Il live è il punto in cui tutto si compie. Noi abbiamo costruito molto della nostra storia partendo dai concerti.
Però da Il fuoco non si è spento in poi ci siamo resi conto che tanto ce lo giochiamo anche in studio. Curare ogni dettaglio, i testi, il suono… è fondamentale. E questo disco sarà un ulteriore salto in alto: ancora più strutturato, ancora più prodotto.
Ci sarà un cambiamento netto nel sound?
Sì, moltissimo. Ci sarà uno stacco ancora maggiore. Se già da Vita Libertà a Il fuoco non si è spento si percepiva un cambiamento, questa volta sarà ancora più evidente.
Quanto pesa l’aspettativa dei fan?
Nei giorni prima dell’uscita pesa sempre tanto. C’è il dubbio di uscire dal cuore dei propri fan, soprattutto quando fai scelte coraggiose e cambi qualcosa.
Noi veniamo da una nicchia che spesso ha un certo integralismo: ci sono regole non scritte su suono e stile. Rompere quegli schemi non è da tutti. Però l’abbiamo sempre fatto con consapevolezza.
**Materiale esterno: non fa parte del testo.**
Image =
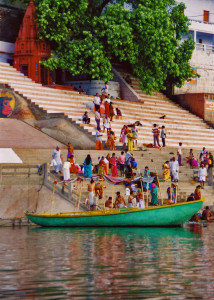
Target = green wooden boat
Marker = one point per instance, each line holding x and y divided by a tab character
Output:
168	215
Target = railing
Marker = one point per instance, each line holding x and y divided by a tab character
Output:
70	192
201	21
205	47
21	171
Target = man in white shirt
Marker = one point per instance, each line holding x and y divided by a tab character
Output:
202	175
96	102
174	168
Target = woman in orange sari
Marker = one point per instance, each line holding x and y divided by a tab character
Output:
112	141
102	167
113	163
73	168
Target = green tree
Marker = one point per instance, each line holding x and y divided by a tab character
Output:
88	36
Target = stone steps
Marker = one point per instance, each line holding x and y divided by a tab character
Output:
158	156
180	124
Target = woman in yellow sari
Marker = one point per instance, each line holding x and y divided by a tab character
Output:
130	140
166	172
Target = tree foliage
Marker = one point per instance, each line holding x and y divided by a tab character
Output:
87	36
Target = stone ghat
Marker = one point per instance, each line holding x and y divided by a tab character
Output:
181	125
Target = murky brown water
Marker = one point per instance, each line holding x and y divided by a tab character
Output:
120	263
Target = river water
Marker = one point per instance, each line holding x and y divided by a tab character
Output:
105	263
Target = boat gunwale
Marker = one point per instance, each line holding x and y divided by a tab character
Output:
112	211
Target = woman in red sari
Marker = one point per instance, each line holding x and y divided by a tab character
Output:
113	163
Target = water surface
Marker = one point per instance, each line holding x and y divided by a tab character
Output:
107	263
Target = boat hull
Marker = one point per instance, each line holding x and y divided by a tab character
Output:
169	215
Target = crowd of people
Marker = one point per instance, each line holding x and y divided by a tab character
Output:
125	165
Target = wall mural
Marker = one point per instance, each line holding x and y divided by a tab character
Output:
7	104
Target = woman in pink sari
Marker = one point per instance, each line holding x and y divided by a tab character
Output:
113	163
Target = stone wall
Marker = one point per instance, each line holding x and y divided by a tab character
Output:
92	87
203	62
15	199
19	107
126	91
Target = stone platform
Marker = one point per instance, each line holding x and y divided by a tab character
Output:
18	134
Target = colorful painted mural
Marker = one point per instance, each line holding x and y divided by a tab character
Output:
7	104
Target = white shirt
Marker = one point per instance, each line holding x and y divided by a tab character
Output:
97	100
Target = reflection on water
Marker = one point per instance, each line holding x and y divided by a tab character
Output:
114	263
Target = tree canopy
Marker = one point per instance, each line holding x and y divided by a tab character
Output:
88	36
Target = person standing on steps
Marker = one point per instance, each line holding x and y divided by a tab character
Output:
122	160
91	194
57	156
174	169
210	169
202	175
156	133
96	102
163	135
179	152
99	145
97	118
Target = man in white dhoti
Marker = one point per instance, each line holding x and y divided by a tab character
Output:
202	175
57	156
174	168
66	170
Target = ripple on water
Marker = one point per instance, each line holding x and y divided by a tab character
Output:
121	263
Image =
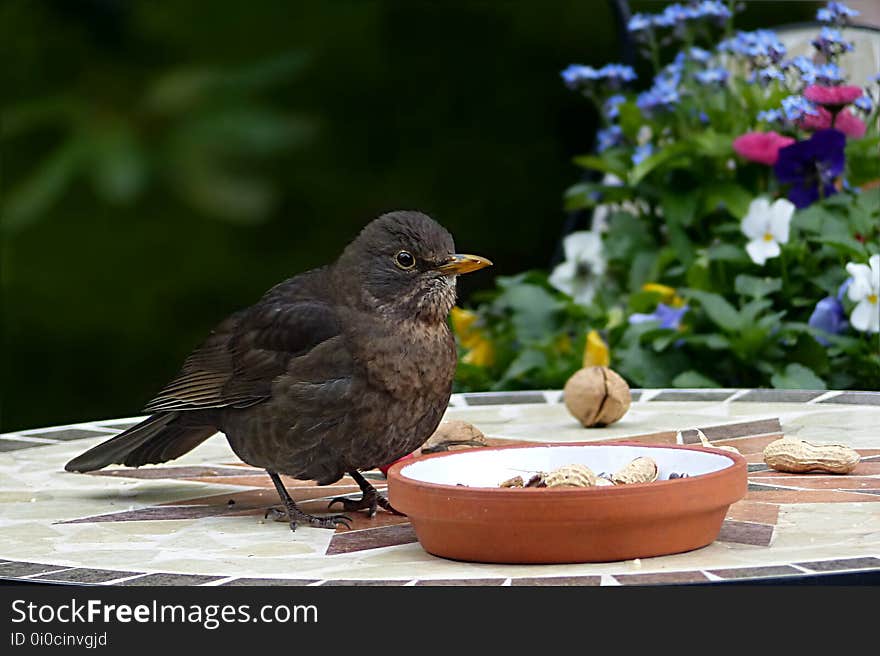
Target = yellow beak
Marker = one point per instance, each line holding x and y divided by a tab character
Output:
460	263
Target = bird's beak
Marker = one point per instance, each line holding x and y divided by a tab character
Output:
460	263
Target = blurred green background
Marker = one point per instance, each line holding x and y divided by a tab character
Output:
164	163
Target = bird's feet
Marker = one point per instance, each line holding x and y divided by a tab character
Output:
297	516
370	500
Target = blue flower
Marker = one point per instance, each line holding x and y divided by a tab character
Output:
639	23
699	55
836	13
865	103
829	317
770	116
762	47
666	316
829	75
642	153
810	167
830	42
617	74
765	76
795	108
608	138
612	104
712	76
804	66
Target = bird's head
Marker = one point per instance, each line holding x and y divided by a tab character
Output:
404	264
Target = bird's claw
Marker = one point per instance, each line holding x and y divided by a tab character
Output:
278	515
369	502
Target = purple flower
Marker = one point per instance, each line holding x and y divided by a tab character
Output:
829	317
865	103
811	166
667	317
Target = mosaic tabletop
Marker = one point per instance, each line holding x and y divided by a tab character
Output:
200	520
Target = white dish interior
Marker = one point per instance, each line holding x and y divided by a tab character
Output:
489	467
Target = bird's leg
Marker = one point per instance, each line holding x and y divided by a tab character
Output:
370	500
294	513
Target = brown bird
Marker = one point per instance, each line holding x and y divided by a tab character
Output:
342	368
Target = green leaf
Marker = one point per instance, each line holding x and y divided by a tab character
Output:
118	165
845	245
679	207
746	285
33	197
722	313
729	195
663	156
532	310
692	379
797	376
526	361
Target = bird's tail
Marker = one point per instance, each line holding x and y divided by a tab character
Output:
159	438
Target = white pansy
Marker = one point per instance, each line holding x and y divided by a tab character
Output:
864	291
584	264
766	226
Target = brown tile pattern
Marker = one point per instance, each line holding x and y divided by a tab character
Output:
842	564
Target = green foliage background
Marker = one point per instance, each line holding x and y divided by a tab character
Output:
163	163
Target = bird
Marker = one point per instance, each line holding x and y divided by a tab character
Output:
336	370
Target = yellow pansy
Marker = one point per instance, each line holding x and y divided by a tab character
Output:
667	294
596	353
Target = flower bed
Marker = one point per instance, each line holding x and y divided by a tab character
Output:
734	242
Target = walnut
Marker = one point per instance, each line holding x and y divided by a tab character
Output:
596	396
454	434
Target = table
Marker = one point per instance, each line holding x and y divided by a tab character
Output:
199	520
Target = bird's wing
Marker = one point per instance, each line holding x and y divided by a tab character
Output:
236	365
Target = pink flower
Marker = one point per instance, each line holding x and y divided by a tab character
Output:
846	122
761	147
832	96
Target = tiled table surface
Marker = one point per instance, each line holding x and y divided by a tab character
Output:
199	520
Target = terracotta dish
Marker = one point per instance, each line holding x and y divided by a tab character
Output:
458	511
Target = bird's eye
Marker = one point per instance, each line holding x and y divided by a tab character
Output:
405	260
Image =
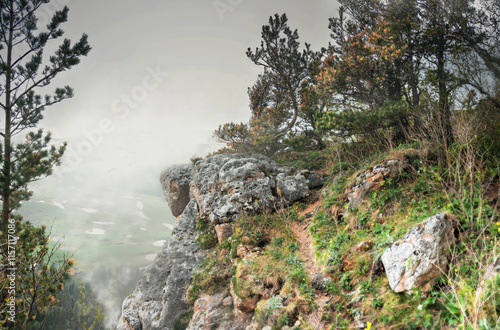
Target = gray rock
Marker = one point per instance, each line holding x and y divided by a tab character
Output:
212	312
218	188
421	255
371	179
158	300
292	188
227	185
175	182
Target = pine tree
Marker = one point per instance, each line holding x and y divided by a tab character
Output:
23	73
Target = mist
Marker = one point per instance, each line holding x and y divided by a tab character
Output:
161	77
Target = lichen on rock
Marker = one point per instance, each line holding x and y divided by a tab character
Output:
421	255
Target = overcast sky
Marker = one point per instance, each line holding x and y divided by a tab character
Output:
162	75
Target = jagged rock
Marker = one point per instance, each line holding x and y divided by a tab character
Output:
247	252
421	255
224	231
209	312
218	188
370	180
175	182
492	270
226	185
158	300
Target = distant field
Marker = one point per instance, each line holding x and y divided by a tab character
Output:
116	228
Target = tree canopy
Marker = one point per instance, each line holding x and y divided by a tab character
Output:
392	70
27	261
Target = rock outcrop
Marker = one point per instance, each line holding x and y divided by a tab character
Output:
217	189
158	300
227	185
421	255
371	179
175	182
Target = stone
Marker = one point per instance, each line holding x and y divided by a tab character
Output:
320	282
175	182
421	255
493	270
159	298
370	180
245	304
224	231
363	246
219	188
227	185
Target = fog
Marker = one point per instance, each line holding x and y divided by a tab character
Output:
161	77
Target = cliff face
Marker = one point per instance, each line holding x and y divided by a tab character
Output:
216	190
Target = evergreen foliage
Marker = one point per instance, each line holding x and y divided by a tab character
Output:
394	71
24	74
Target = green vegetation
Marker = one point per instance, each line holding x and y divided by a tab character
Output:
412	81
29	268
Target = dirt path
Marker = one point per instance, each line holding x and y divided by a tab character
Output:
306	252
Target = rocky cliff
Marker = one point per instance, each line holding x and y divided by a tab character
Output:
260	246
216	190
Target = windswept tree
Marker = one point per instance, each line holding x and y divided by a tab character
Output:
276	99
24	74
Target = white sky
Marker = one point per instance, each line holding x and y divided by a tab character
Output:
201	81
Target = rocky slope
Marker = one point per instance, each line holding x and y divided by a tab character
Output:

E poi questo disco, come Il fuoco non si è spento, ha bisogno di più ascolti: va metabolizzato. Magari all’inizio può spiazzare, ma secondo me poi entrerà davvero dentro le persone.
Quattro featuring importanti: come sono nati?
Con Giancane abbiamo fatto Lividi, uscita già a giugno e che ha lanciato il percorso verso il disco. Ci eravamo conosciuti a un festival vicino Ravenna.
Con Claver Gold ci siamo incontrati la scorsa estate a Firenze, condividendo palco e backstage. C’era già stima reciproca e il risultato è stato ottimo. Tra l’altro lui è entrato in un brano molto diverso dai nostri standard: una vera scommessa artistica.
Con i Fast Animals and Slow Kids è successo qualcosa di incredibile: durante una data a Perugia abbiamo visto il cantante pogare e cantare le nostre canzoni. Era un fan vero. Abbiamo fatto una proposta artistica su uno dei pezzi più belli del disco e ha accettato subito.
Con Willie Peyote invece abbiamo percorsi simili. È nata in modo naturale e insieme abbiamo fatto Il quindicesimo inverno, che forse è la canzone a cui sono più legato. Nonostante la differenza di profilo, lui ha accettato: è una dimostrazione della sua mentalità e del suo spirito street.
Il tour sta già dando segnali forti.
Sì. Torino è sold out da tempo e Bologna sta andando molto forte. Ora tanto dipenderà dal disco: se riuscirà a fare breccia nel cuore della gente, potrebbero arrivare risultati importanti nelle prossime settimane.
Possibili ospiti live?
È una cosa che non abbiamo ancora deciso. Vorremmo lasciare libertà a chi ha collaborato al disco di presentarsi e fare le proprie parti. Poi valuteremo città per città.
Londra è ormai una tappa fissa.
Sì, sarà la quarta o quinta volta. Lì suoniamo spesso per un pubblico italiano, ragazzi che vivono all’estero.
In Spagna però sta crescendo un seguito vero: abbiamo firmato con HFMN, una delle agenzie più importanti in Europa per la gestione estera. E lì sta nascendo un pubblico anche in lingua spagnola, catalana e basca.
Il concerto all’estero più memorabile?
Senza dubbio Santiago del Cile. È stata un’esperienza incredibile: arrivare dall’altro continente e scoprire che la musica ti può portare fino a lì… è qualcosa che non dimenticherò mai
E dopo disco e tour?
Abbiamo qualcosa in serbo per il 2026, che sarà l’anno del ventennale dei Bull Brigade. Stiamo ancora lavorando e pensando, ma sì: verrà fuori qualcosa di interessante.